6.3., 6.4. Il terzo e il quarto motivo, che riguardano la valutazione di merito circa la configurabilità del demansionamento, sono inammissibili. Non viene infatti censurata l’affermazione della Corte d’appello – idonea a fondare ex se la pronuncia di rigetto dell’appello -riguardo alla assoluta carenza di allegazione in ordine alla non riconducibilità delle mansioni svolte dalla G. al livello contrattuale di appartenenza di dirigente medico di primo livello, ovvero che là mansioni da ultimo espletate non potessero essere considerate equivalenti alle precedenti nell’ambito della classificazione professionale del contratto collettivo; in particolare, già il Tribunale aveva osservato che la ricorrente non aveva allegato che le mansioni assegnate non rientrassero in quelle di appartenenza secondo le previsioni contrattuali, e la sentenza impugnata ha espressamente rilevato che “nè con il ricorso introduttivo, nè con l’atto di appello si affronta la questione del giudizio di equivalenza”, mentre – con riguardo alla mancata adibizione ad interventi chirurgici di elezione piuttosto che d’urgenza – la stessa sentenza ha rilevato l’impossibilità di esprimere un giudizio qualitativo “in mancanza di qualsivoglia allegazione in ordine alla tipologia degli interventi” (conseguendo, da ciò, l’ascrivibilità delle mansioni a quelle contrattuali di consulenza e di ricerca, così come dedotto dall’Azienda ospedaliera). Queste statuizioni, in ordine al mancato assolvimento di un imprescindibile onere di allegazione, non sono oggetto di censura in questa sede di legittimità, risultando perciò inconferenti – rispetto alla decisione impugnata – le doglianze di omessa valutazione della “non esecuzione delle mansioni proprie ed intrinseche dell’attività di chirurgo” e di immotivata ricomprensione delle mansioni in quelle previste dall’art. 27, lettera e), del contratto collettivo.

6.5. Il quinto motivo è inammissibile, per difetto di interesse.
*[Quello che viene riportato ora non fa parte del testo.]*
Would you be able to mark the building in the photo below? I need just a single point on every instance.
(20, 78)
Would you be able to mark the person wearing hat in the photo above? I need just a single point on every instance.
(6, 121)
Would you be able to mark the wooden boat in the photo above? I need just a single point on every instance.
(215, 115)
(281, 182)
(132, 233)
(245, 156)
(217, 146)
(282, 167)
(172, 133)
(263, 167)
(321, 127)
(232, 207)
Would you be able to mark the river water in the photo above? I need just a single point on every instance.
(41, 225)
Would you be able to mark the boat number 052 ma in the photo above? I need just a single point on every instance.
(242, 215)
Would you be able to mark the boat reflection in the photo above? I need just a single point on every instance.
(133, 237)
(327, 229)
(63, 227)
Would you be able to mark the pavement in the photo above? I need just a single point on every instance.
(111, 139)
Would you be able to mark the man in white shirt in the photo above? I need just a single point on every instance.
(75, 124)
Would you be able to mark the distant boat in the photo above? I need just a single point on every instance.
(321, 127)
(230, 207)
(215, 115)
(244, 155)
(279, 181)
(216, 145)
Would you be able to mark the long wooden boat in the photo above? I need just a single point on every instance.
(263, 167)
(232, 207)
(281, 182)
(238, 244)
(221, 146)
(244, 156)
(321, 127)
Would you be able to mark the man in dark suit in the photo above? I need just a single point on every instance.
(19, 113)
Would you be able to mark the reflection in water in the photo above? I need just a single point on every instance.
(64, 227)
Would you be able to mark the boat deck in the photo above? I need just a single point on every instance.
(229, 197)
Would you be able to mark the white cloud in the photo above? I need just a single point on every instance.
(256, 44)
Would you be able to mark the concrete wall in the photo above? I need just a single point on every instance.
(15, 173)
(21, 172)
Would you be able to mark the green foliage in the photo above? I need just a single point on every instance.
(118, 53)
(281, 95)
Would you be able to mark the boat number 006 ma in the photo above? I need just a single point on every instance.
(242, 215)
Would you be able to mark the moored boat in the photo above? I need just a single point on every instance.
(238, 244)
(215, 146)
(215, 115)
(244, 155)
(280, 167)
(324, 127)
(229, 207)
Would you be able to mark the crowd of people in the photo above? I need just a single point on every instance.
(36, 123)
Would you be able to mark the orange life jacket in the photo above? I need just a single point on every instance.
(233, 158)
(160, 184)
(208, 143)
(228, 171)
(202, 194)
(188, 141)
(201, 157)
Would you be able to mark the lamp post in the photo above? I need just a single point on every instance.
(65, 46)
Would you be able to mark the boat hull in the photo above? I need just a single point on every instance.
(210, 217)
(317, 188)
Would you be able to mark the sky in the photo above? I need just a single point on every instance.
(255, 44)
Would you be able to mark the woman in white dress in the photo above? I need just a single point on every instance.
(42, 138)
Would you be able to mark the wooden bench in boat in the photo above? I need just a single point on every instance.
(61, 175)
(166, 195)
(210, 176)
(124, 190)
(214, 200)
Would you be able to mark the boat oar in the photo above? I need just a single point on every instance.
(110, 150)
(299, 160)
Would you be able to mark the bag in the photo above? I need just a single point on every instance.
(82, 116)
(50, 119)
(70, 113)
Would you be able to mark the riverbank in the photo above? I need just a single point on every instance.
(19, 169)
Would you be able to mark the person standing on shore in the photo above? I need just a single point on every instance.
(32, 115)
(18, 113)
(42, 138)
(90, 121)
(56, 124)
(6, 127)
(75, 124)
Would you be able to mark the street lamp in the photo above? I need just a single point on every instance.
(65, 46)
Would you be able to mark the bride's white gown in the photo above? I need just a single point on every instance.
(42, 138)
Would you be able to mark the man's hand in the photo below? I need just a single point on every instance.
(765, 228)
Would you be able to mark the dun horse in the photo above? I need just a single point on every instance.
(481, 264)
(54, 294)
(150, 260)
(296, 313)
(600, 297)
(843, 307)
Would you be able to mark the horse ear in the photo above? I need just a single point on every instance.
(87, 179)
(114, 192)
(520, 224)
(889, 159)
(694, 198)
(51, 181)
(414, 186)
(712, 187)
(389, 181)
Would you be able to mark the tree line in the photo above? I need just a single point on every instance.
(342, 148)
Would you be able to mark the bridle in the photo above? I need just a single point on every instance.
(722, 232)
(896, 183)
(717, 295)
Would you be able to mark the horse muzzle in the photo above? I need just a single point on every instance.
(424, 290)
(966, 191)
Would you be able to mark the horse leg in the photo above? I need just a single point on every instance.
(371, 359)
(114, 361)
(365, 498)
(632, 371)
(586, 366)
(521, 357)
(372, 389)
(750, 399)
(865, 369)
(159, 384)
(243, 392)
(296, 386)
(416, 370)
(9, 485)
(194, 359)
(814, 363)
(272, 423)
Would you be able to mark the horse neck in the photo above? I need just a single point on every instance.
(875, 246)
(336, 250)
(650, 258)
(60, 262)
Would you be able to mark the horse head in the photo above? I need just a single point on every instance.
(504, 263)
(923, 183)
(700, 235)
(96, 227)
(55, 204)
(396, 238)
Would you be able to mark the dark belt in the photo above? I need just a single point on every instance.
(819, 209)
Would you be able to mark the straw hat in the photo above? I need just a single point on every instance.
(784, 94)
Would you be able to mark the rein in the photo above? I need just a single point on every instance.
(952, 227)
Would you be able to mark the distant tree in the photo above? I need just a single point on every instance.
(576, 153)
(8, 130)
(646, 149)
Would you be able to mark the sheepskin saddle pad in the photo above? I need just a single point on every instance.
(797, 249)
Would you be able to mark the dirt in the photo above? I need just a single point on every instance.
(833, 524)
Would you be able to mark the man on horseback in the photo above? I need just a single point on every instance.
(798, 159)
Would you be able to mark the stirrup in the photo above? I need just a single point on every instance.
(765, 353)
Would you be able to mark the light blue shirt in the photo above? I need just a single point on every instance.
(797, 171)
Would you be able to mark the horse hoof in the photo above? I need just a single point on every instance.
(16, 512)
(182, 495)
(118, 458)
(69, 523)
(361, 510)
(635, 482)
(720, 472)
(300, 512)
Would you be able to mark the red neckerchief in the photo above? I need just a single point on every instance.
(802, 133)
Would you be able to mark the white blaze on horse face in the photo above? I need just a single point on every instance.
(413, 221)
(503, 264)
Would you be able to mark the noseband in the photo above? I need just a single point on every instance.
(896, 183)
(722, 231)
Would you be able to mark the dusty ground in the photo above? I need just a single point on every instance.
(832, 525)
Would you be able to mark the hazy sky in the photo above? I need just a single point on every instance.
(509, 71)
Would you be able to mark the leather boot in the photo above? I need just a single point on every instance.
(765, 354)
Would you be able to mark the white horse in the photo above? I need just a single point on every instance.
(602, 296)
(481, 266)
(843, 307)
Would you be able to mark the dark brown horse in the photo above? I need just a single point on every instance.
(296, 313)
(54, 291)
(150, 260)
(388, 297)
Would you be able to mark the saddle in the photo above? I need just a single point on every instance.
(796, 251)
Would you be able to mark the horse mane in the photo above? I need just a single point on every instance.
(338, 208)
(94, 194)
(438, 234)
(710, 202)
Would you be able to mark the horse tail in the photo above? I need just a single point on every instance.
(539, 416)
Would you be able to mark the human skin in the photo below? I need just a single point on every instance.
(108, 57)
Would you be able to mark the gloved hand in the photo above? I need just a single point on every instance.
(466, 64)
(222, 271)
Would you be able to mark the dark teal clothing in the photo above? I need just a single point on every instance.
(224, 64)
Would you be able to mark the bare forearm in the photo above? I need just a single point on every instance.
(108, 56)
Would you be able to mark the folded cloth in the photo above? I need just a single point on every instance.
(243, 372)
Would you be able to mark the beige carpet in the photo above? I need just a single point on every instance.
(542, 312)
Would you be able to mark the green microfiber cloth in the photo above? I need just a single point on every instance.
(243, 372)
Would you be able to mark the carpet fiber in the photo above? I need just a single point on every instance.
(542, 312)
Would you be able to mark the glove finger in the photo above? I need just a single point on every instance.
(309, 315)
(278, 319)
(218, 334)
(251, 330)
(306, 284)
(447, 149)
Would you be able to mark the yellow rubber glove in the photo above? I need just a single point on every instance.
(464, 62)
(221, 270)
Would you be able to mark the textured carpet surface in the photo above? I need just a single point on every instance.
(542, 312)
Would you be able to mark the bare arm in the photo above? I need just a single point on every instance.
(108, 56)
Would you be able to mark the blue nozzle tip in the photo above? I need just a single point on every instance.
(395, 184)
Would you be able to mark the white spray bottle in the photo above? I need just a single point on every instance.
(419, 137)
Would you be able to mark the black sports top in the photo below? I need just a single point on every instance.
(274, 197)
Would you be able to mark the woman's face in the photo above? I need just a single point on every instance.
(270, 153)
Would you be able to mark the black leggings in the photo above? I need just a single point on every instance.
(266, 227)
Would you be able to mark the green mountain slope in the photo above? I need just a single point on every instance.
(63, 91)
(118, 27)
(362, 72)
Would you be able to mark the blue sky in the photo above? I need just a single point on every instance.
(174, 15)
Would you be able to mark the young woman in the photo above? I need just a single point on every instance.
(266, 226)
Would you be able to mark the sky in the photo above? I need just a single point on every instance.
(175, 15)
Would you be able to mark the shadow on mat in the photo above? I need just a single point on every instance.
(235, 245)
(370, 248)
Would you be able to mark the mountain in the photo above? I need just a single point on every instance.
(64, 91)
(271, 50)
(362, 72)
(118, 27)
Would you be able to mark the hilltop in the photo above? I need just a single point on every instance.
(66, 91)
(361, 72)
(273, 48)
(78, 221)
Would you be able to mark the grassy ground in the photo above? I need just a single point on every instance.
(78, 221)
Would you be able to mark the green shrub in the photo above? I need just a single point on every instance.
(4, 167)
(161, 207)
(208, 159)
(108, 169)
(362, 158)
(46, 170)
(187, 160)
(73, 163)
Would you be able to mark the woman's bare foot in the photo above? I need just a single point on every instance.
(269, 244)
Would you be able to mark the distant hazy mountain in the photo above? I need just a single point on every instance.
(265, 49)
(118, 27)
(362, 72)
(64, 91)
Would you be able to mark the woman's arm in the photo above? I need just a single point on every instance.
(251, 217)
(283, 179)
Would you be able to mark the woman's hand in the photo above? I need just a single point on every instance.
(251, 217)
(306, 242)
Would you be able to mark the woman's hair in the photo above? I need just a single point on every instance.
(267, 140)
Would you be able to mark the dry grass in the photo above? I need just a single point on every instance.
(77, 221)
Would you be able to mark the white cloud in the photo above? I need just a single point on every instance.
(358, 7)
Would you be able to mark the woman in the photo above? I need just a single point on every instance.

Infatti, l’ordinamento non appresta alcuna tutela all’interesse alla mera regolarità formale del processo, il quale ha carattere strumentale rispetto alla tutela dei diritti fatti valere, sì che l’interesse a denunciare l’inosservanza di una regola processuale, in tanto sussiste, in quanto la violazione abbia comportato un pregiudizio alla sfera giuridica della parte (in ciò sostanziandosi il suo interesse al giusto processo), la quale è pertanto tenuta ad allegare, e dimostrare, che le ragioni e le deduzioni articolate – nel precedente grado di giudizio – dalla controparte priva di valida procura sono state la causa determinante del rigetto della sua domanda (cfr., in fattispecie analoga, Cass. n. 15678 del 2007); ma, nella specie, difetta una tale allegazione e, dunque, la censura non è sorretta da alcun interesse.

7. In conclusione, il ricorso è respinto. Nulla per le spese in mancanza di difese della parte intimata.

P.Q.M.

La Corte, a sezioni unite, rigetta il ricorso. Nulla per le spese.

Così deciso in Roma, il 5 luglio 2011.